Simulating Secuirty threat on CloudGuard Security Posture using Nmaps scan and implementing remediation action.
Simulate a system issue in a Controlled environment and set CloudWatch alarms and Lambda Auto Response
On the Dev Instance: The 'stress' Tool
The stress
tool is a workload generator used to put artificial load on CPU, memory, I/O, and disk to test system performance and monitoring.
sudo yum install stress -y
sudo stress --cpu 8 --timeout 30
How to use:
Running above command will create 8 CPU-intensive worker processes for 5 minutes, easily pushing CPU utilization above 85% on a small instance like t2.micro.
Why it’s valuable:
Safely tests monitoring systems without real workloads
Automatically stops after the timeout to avoid wasted resources
Simulates realistic CPU spikes (e.g., runaway processes, DDoS attacks)
On the Prod Instance: 'util-linux' Tools
util-linux
is a core Linux package that provides essential system utilities, including the fallocate
command, which we’ll use to quickly create large files without actually writing data to disk.
sudo yum install util-linux -y
fallocate -l 6G /home/ec2-user/fakefile
How we’ll use it:
Running the above command will:
Instantly create a 6GB file in the home directory
Reserve disk space without physically writing data
Complete much faster than methods like
dd
On a small t2.micro instance with an 8GB volume, drive disk usage past the 80% threshold
📌 Why it’s valuable:
Efficiently simulates low-disk scenarios without heavy I/O load
Avoids long-running file writes since allocation happens instantly
Mimics real-world issues such as log growth or malicious disk-filling activity
Safety Considerations:
CPU stress ends automatically once the timeout is reached
Disk space is freed instantly by deleting the test file
Neither tool causes a lasting impact on the system
Tests are designed to trigger alerts without disrupting services
Provide a controlled and safe method to validate monitoring and automated remediation against real-world scenarios
Installation of Cloud Watch Agent on EC2
CloudWatch Agent is installed on both EC2 instances to collect custom metrics as it helps monitor critical metrics like memory usage, disk space, and detailed system performance data that are essential for comprehensive monitoring.

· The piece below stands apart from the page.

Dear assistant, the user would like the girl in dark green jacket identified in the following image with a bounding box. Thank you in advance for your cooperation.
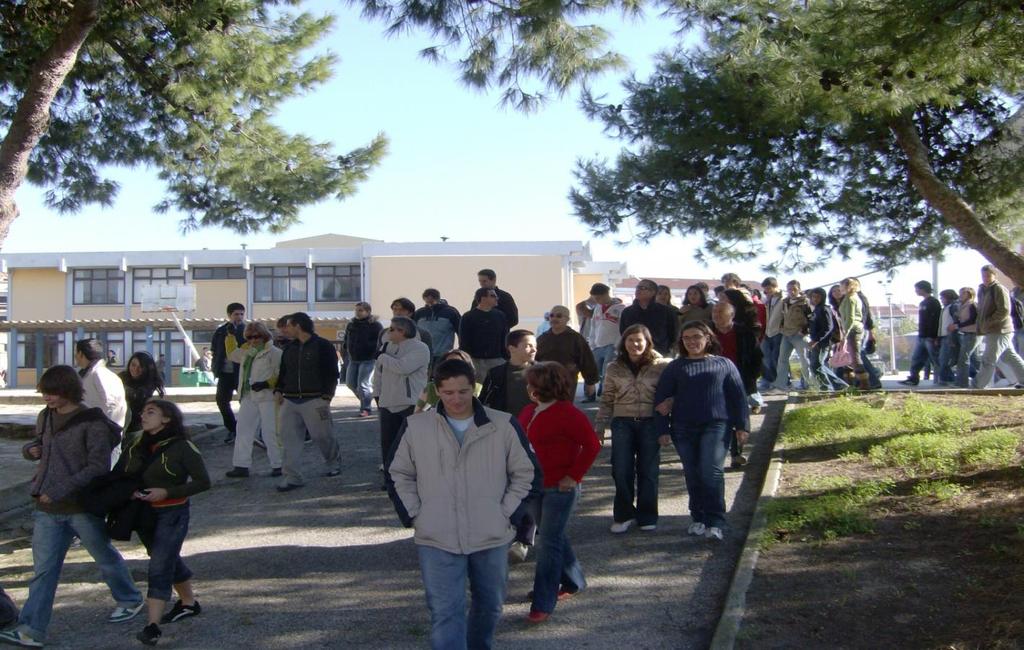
[125,399,210,646]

sudo yum install amazon-cloudwatch-agent -y
sudo /opt/aws/amazon-cloudwatch-agent/bin/amazon-cloudwatch-agent-config-wizard
Go through interactive configuration process on the wizard.
Now,
sudo /opt/aws/amazon-cloudwatch-agent/bin/amazon-cloudwatch-agent-ctl -a fetch-config -m ec2 -c file:/opt/aws/amazon-cloudwatch-agent/bin/config.json -shttps://lwfiles.mycourse.app/67ed1067042dc73b07d76036-public/6426f8e996500eec02e210bed7705bb9.png
sudo systemctl status amazon-cloudwatch-agent
Set Up CloudWatch Alarms and Lambda Auto-Response
Step 1: Set Up CloudWatch Alarms
🔹Setting Up a High CPU Usage Alarm on Dev Instance
Create an alarm and select metrics as CPU Utilization
Set metric to Average with a 1-minute period.
Define condition: trigger when CPU is ≥ 85% (since this level may impact performance).

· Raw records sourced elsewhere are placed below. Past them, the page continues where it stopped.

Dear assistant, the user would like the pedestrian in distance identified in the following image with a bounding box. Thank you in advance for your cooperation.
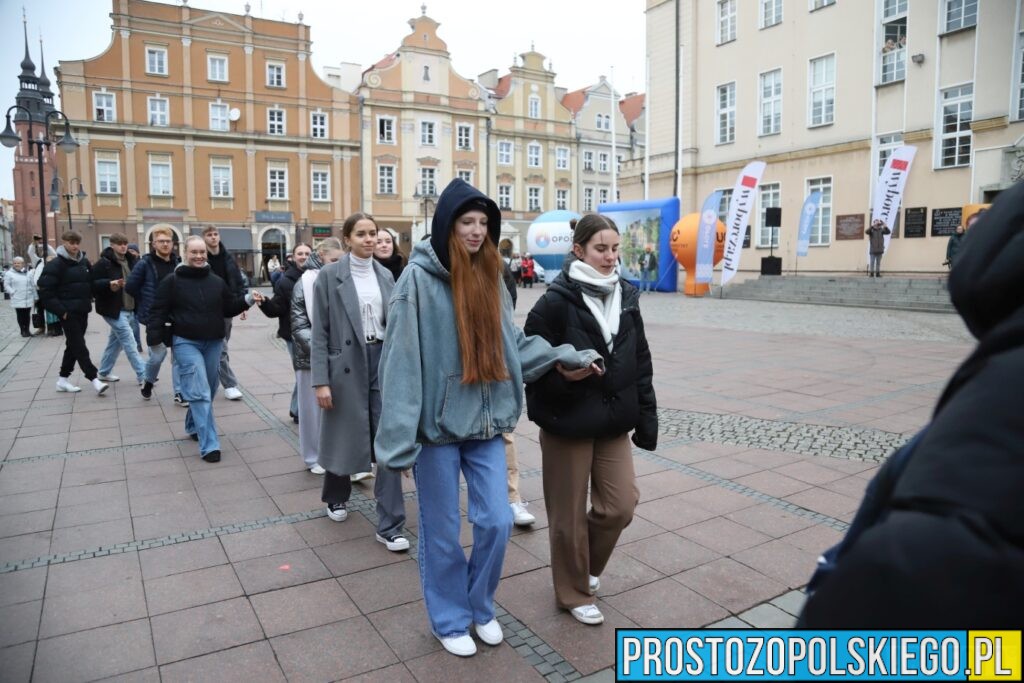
[291,238,345,474]
[92,232,145,386]
[374,178,600,656]
[39,230,108,394]
[145,237,263,463]
[523,214,657,625]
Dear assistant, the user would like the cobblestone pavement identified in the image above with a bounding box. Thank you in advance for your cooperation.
[0,289,972,683]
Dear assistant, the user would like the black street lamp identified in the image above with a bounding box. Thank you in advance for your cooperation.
[0,104,81,261]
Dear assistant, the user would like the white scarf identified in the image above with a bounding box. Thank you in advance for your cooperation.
[569,261,623,351]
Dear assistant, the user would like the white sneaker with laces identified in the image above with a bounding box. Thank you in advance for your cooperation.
[435,634,476,657]
[473,618,505,645]
[570,605,604,626]
[509,503,537,526]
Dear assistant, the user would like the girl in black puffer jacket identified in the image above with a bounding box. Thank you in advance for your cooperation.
[524,214,657,624]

Configure actions: create an SNS topic (EC2-Alarms), add notification emails, and confirm via AWS verification email.
Name the alarm DevInstance-HighCPU, add a description if needed
👉 The alarm will notify you whenever your Dev instance’s CPU usage remains above 85% for 1 minute.
🔹Setting Up a Low Disk Alarm on Prod Instance
✅ To Check
sudo tail -f /opt/aws/amazon-cloudwatch-agent/logs/amazon-cloudwatch-agent.log
⚠️The key error message is:
✅Tip: Ensure the CloudWatch configuration file for disk metrics is applied, then restart the CloudWatch Agent to start collecting disk usage data.
Create an alarm and in metrics browser, search for CWAgent, then select device, fstype, host, path.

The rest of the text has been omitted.